By Geoff Percival and Eamon Quinn
Ireland’s competitiveness has significantly deteriorated over the last 12 months, according to the International Institute for Management Development (IMD).
Ireland has slipped six places, to 12th, in the Swiss business school’s latest annual world competitiveness rankings. The IMD marked Ireland down on each of its four main measurement metrics — the country falling seven places to 11th for economic performance; dropping four spots to 13th for government efficiency; seven places to 10th in terms of business efficiency; and slipping two spots to 21st for infrastructure.
In terms of attractive aspects, Ireland ranked highly for its tax regime, skilled workforce and business-friendly environment.
However, the IMD warned exchange rate volatility, monetary tightening by the ECB and Brexit all pose near-term challenges to Irish competitiveness; adding that public and private investment in infrastructure must be enhanced.

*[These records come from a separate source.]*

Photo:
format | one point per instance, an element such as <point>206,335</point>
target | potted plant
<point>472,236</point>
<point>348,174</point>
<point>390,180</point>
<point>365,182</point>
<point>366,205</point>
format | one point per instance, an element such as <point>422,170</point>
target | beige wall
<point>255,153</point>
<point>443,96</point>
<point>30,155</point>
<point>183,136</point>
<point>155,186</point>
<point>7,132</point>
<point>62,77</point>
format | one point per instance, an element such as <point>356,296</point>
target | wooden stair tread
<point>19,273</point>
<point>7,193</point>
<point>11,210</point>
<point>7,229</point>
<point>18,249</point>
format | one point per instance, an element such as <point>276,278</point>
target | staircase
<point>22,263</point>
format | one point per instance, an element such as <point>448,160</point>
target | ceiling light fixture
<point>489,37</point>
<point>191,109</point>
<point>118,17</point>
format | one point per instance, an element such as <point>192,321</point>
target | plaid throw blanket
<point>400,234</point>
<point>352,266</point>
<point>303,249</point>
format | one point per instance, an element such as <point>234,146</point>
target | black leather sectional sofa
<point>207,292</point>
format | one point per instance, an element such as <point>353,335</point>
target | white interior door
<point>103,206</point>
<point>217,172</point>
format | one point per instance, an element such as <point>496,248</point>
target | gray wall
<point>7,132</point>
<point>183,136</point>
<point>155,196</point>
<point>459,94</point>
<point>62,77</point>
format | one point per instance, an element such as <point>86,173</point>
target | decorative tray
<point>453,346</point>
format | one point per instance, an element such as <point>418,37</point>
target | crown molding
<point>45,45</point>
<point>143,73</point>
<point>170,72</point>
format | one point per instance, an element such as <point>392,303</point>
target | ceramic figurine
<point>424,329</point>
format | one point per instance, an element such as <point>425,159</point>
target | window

The five most competitive world economies remained unchanged in the latest list, although their order changed slightly — the US improving three places to first and Hong Kong slipping into second. Singapore remains third, followed by the Netherlands and Switzerland.
Meanwhile, a Central Bank study revealed for the first time the threat from Brexit from the additional red tape costs firms face from so-called non-tariff barriers or documentation and border delays.
Researchers Stephen Byrne and Jonathan Rice put the costs of non-tariff barriers at a 9.6% decline in trade between the UK and Ireland.
Exports of fresh foods, machinery and transport equipment, and manufacturing materials would be the worst hit, the study finds.
“Whilst the research focuses on a pessimistic scenario, it is vital that we understand and flag the risks to trade. The potential effect of tariffs following the UK’s departure from the customs union is well documented, but the impact of non-tariff barriers has received less attention, despite existing research that finds customs delays to be one of the largest of all barriers to trade,” said the Central Bank economics director Mark Cassidy.
He said it was clear “that the potential effect of Britain’s decision to leave the EU would be negative and significant for Irish-UK trade.